Marseille capitale de la culture : un jackpot pour les artistes ?
La semaine prochaine, « Marseille Provence 2013 » passe son grand oral pour devenir « capitale européenne culturelle ». Précarisés mais invités à s'enthousiasmer, les artistes s'interrogent sur cette soudaine promesse d'un Eldorado économique…
Une enquête du Ravi, mensuel régional satirique qui squatte tous les mois Rue89 Marseille.

L'heure de vérité approche. Après la visite, le 3 septembre, d'une délégation européenne à Marseille, dix membres de la candidature provençale au titre de capitale européenne de la culture, dont Jean-Claude Gaudin, doivent se rendre le 15 septembre à Paris pour plaider leur cause face aux autres finalistes : Bordeaux, Lyon, Toulouse.

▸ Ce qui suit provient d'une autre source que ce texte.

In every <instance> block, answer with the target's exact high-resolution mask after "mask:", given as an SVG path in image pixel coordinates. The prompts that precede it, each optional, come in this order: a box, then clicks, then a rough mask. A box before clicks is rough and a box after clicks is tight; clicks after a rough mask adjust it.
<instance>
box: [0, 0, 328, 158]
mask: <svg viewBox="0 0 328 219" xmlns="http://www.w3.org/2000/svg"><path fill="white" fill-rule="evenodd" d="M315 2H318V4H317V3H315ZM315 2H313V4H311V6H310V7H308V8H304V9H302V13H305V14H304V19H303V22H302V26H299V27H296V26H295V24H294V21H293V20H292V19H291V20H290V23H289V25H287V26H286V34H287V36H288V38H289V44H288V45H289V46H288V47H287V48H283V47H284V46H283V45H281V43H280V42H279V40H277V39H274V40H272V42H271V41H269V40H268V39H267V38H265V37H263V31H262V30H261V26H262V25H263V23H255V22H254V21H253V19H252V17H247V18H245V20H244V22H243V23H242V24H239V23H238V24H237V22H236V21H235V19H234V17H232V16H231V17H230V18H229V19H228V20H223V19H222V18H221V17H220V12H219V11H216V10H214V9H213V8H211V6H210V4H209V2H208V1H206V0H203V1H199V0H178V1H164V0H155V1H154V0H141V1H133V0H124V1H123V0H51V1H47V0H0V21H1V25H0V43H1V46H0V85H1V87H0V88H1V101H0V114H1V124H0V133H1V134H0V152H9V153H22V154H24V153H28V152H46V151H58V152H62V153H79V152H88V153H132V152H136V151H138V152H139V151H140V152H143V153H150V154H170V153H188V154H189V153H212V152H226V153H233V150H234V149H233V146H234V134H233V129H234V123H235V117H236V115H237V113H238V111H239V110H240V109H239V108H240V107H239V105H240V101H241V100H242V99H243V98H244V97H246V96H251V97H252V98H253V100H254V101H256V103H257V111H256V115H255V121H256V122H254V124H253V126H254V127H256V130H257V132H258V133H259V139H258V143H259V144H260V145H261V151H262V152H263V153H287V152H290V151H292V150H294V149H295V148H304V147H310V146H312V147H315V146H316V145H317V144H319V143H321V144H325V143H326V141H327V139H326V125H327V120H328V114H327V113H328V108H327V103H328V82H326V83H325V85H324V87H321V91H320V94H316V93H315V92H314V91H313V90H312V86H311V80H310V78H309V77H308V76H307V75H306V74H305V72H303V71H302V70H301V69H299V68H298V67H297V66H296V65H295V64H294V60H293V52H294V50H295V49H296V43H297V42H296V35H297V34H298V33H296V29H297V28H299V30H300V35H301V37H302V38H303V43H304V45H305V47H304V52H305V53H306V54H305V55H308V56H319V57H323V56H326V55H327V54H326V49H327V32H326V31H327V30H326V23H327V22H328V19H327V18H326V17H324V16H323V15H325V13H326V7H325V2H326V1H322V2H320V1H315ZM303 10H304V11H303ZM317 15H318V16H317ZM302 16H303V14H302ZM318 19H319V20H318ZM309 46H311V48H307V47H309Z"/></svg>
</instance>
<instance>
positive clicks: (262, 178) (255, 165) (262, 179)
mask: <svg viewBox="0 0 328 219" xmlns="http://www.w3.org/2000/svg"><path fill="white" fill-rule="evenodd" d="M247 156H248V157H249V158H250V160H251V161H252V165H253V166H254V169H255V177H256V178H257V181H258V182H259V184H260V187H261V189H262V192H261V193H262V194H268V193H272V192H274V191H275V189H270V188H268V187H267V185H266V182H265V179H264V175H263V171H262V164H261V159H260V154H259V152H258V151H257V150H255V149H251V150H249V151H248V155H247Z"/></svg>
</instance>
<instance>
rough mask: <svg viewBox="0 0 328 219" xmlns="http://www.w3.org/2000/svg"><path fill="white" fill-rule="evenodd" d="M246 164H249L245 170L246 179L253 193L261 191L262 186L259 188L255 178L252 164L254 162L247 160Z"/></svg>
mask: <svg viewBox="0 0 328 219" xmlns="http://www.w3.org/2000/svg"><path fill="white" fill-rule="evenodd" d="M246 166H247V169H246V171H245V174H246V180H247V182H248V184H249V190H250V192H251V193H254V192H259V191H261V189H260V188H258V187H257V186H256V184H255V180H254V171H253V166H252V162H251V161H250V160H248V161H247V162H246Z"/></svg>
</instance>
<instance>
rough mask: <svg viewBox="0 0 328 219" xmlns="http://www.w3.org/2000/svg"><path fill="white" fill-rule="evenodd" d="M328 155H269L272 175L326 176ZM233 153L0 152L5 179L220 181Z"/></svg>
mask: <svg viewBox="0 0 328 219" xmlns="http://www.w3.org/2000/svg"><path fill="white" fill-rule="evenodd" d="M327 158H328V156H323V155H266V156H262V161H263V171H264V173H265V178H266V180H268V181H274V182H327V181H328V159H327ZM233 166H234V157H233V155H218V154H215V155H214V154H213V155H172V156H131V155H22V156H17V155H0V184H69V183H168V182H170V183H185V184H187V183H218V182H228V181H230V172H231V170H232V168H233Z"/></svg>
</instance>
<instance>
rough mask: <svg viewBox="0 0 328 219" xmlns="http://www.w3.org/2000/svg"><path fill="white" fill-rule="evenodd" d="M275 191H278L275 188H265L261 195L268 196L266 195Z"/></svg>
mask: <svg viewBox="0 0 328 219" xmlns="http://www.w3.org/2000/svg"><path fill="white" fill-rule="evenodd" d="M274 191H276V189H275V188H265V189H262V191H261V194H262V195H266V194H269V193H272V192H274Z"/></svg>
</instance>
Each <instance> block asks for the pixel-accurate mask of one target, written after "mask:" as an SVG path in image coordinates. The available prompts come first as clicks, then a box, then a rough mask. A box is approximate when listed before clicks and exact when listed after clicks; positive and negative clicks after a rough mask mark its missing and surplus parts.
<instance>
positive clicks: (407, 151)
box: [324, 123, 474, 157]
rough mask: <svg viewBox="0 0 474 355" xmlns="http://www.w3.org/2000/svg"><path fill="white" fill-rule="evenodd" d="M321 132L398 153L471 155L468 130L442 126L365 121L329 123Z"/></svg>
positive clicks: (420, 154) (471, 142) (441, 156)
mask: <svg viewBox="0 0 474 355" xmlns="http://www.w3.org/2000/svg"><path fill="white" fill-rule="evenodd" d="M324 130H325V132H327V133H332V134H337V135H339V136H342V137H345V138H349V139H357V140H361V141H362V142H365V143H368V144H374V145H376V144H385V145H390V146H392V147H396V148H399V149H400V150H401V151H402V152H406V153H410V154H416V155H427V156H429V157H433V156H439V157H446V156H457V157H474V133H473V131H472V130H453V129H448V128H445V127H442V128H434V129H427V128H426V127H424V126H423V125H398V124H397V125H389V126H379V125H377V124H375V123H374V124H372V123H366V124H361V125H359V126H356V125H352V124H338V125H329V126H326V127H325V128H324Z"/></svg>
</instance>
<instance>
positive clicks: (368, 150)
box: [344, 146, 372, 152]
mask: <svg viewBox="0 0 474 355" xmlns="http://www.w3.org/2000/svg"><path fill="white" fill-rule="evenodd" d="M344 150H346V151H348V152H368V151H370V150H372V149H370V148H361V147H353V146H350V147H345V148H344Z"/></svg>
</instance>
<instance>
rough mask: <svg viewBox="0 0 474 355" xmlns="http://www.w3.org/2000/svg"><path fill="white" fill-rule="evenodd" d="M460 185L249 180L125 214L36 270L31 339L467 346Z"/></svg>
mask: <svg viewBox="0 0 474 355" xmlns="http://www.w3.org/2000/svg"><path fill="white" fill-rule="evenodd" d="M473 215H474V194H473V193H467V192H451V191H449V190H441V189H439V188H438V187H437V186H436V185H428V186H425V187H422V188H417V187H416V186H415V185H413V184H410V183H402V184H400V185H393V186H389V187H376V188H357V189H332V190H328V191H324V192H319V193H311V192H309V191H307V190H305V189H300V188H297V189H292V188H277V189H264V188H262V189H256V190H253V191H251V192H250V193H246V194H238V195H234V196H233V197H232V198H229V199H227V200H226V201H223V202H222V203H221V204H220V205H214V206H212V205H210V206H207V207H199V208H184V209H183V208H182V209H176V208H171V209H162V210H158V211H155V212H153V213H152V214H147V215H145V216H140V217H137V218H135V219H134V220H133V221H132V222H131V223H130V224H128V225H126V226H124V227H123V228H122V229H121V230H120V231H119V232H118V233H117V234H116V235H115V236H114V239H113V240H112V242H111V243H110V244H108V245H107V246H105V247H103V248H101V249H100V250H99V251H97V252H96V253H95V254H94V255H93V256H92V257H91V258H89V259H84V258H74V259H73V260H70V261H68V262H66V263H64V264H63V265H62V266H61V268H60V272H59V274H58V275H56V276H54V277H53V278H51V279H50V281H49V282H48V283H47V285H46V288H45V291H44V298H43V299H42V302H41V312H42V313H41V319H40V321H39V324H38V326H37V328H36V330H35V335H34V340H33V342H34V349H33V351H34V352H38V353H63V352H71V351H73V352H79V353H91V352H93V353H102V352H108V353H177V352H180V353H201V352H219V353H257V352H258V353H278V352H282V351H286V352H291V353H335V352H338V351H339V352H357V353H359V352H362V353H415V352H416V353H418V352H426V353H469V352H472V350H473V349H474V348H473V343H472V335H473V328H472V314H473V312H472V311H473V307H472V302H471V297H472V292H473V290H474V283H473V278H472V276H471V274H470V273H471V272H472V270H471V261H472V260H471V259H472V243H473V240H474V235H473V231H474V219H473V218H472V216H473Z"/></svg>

La machine à communiquer fonctionne à plein : chaque citoyen est appelé à soutenir le projet qualifié par la presse Hersant de « scintillant jackpot économique » (dans La Provence, le 17 août). L'association Marseille Provence 2013 est présidée par Jacques Pfister, également patron de la Chambre de commerce et d'industrie.
« Un euro investi, cinq à six euros récoltés »
Il est donc beaucoup question d'argent dans cette affaire et des soixante-douze millions de recettes empochées par Lille en 2004. Dominique Vlasto, l'adjointe marseillaise chargée de la candidature, et du tourisme, est affirmative : « Pour un euro investi, ce sont cinq à six euros récoltés » (Marseille l'Hebdo, le 27 août).
Et les artistes ? Tous ne parviennent pas -les ingrats ! - à endosser avec enthousiasme la panoplie du parfait fan. « Je crains que cette candidature ne soit qu'un miroir aux alouettes dangereux », reconnaît Yves Fravega, délégué régional du Synavi.
Le Syndicat national des arts vivants, qui regroupe des compagnies indépendantes, a claqué la porte des entretiens de Valois initiés par la ministre de la Culture. Motif ? A quoi bon s'entretenir quand le désengagement permanent de l'Etat « jette nombre d'artistes dans l'impossibilité de continuer leur métier » ?
Yves Fravega dont une création de sa compagnie, L'art de vivre, a été labellisée « Marseille Provence 2013 », poursuit :
« Bernard Latarjet et son équipe, qui portent la candidature, n'ignorent pas nos problèmes, veulent un projet exigeant, pas forcément que des paillettes et de la poudre aux yeux. Mais on ne voit toujours pas poindre le signe d'une détermination politique claire dans cette ville pour la culture et ses artistes.
“C'est si redoutable qu'il faut se résigner à gagner à la loterie d'une candidature pour obtenir peut-être des moyens que l'on nous dispense au compte-goutte aujourd'hui ! ”
Dans un contexte de désengagement de l'Etat dans la culture
Renaud-Marie Leblanc, le représentant régional du Syndeac (Syndicat national des entreprises artistiques et culturelles) ne croit guère lui non plus à une soudaine manne financière :
“La Drac (Direction régionale des affaires culturelles) nous dit que ce serait une catastrophe si nous n'avions pas le label. La candidature est certainement une bonne affaire pour le tourisme. Pour les artistes du cru, cela reste à prouver.”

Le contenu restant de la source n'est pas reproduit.